6.入力した値が反映されることを確認する

「データ」のカラムを見ると確かに入力した内容が反映されています。

7.Windowsを再起動し動作するか確認する

では本当に起動時に指定したファイルが実行されるか確認してみましょう。今回指定したPowershellのexeファイルはサーバ側のプログラムにコネクションの確立を試みるものなので、Windowsを再起動する前にMac側でコネクションの受付を開始しておきます。サーバ側のPythonプログラムは冒頭で紹介した記事で詳しく解説していますので必要に応じてそちらを参考にしてください。

Mac側サーバプログラムを実行した状態

この状態でWindowsを再起動すると設定したexeファイルが実行されMac側でコネクションの確立に成功したメッセージが表示されます。

以下のスクリプトをMac側のコンソールで入力すると下記の通りWindows環境でPowershellを実行した結果を取得することができました。
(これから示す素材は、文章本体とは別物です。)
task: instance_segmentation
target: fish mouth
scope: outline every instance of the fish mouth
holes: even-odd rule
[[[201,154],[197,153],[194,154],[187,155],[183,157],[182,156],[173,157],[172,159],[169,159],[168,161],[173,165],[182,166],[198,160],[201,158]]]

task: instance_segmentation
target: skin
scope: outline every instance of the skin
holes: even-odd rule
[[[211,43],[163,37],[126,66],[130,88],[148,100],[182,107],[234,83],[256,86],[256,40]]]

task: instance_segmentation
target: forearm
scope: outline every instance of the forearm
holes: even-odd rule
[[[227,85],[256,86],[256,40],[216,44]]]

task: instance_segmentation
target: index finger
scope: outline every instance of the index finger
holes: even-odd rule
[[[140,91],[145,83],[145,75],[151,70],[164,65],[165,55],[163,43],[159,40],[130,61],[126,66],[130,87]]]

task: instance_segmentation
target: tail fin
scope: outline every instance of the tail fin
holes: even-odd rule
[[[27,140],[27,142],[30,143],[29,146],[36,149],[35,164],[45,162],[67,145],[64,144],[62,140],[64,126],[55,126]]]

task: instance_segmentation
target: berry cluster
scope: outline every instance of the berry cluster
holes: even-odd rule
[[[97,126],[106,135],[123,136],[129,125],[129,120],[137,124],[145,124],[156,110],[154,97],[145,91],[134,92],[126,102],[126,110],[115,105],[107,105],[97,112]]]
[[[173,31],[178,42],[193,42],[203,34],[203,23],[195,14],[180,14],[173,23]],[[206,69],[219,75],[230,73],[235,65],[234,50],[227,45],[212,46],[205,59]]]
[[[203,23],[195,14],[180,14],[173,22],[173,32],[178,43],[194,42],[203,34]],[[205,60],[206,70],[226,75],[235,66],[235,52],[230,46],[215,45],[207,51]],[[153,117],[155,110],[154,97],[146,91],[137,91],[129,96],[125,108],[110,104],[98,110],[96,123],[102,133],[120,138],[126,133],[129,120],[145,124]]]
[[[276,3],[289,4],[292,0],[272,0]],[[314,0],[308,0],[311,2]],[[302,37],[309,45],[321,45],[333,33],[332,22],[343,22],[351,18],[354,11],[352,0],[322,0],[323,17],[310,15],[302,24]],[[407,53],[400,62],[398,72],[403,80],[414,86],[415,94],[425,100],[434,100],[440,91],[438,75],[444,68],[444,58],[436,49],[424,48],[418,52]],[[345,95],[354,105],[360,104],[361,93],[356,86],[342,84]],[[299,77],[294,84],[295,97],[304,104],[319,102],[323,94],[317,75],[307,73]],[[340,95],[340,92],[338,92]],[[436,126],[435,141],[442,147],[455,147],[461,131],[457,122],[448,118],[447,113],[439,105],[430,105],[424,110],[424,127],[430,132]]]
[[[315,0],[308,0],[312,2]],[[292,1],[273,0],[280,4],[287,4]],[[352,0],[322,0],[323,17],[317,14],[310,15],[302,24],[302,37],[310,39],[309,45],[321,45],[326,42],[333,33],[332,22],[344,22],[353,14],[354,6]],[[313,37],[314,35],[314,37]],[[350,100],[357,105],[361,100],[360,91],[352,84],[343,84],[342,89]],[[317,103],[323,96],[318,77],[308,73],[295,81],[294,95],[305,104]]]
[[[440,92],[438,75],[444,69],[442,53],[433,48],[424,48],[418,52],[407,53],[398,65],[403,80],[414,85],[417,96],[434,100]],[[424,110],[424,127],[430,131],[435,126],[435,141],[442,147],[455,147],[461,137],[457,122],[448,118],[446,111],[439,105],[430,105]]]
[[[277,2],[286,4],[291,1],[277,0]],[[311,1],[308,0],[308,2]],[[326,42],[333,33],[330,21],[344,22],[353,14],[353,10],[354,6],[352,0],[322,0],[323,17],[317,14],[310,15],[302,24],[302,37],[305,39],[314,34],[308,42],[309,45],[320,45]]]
>Get-NetTCPConnection | % { Write-Output "$($_.LocalAddress)->$($_.LocalPort)" }

Windows側では再起動してからコネクションを確立するまでの間に画面上での変化は何もなかったため(自動実行する際にコンソールが表示されないように設定済)、セキュリティの意識が高くない人であればWindows環境が起動している間Mac側からいつでもPowershellコマンドをリモートで実行することができます。これでペネトレーションテストの疑似攻撃対象の端末で再起動が発生したとしても、再度疑似マルウェアを実行させる手順を踏むことなく情報収集を続行することができます。

方法2. スタートアップディレクトリを利用する

Windows起動時に自動実行する方法はこれから紹介するスタートアップディレクトリに実行対象のファイルを配置することでも実現できます。WIndowsのレジストリは更新・修正する手順が多少面倒なのともし間違って想定とは異なるレジストリを修正してしまった場合、システムを壊してしまう可能性があります。一方でこちらの手順は手間も大してかからず間違った操作をしてしまった場合のリスクも小さいので、簡単なテストなどであればこちらで十分なように思います。

1.「Win+R」を押して「shell:startup」を入力

2.エクスプローラー上に実行するファイルを配置する

エクスプローラーが開いたらそのディレクトリに自動実行するファイルを配置して終わりです。1.の手順と比べると簡単でリスクも少なく、パッと見た感じでは画面上から確認できる挙動の違いも特に見つけられませんでした。ただこのディレクトリは勤怠画面の自動表示や毎日確認するようなExcelファイルの自動起動など、通常業務の自動化で便利なため使用者が多く見つかりやすいことは頭の片隅に入れておく必要があると思います。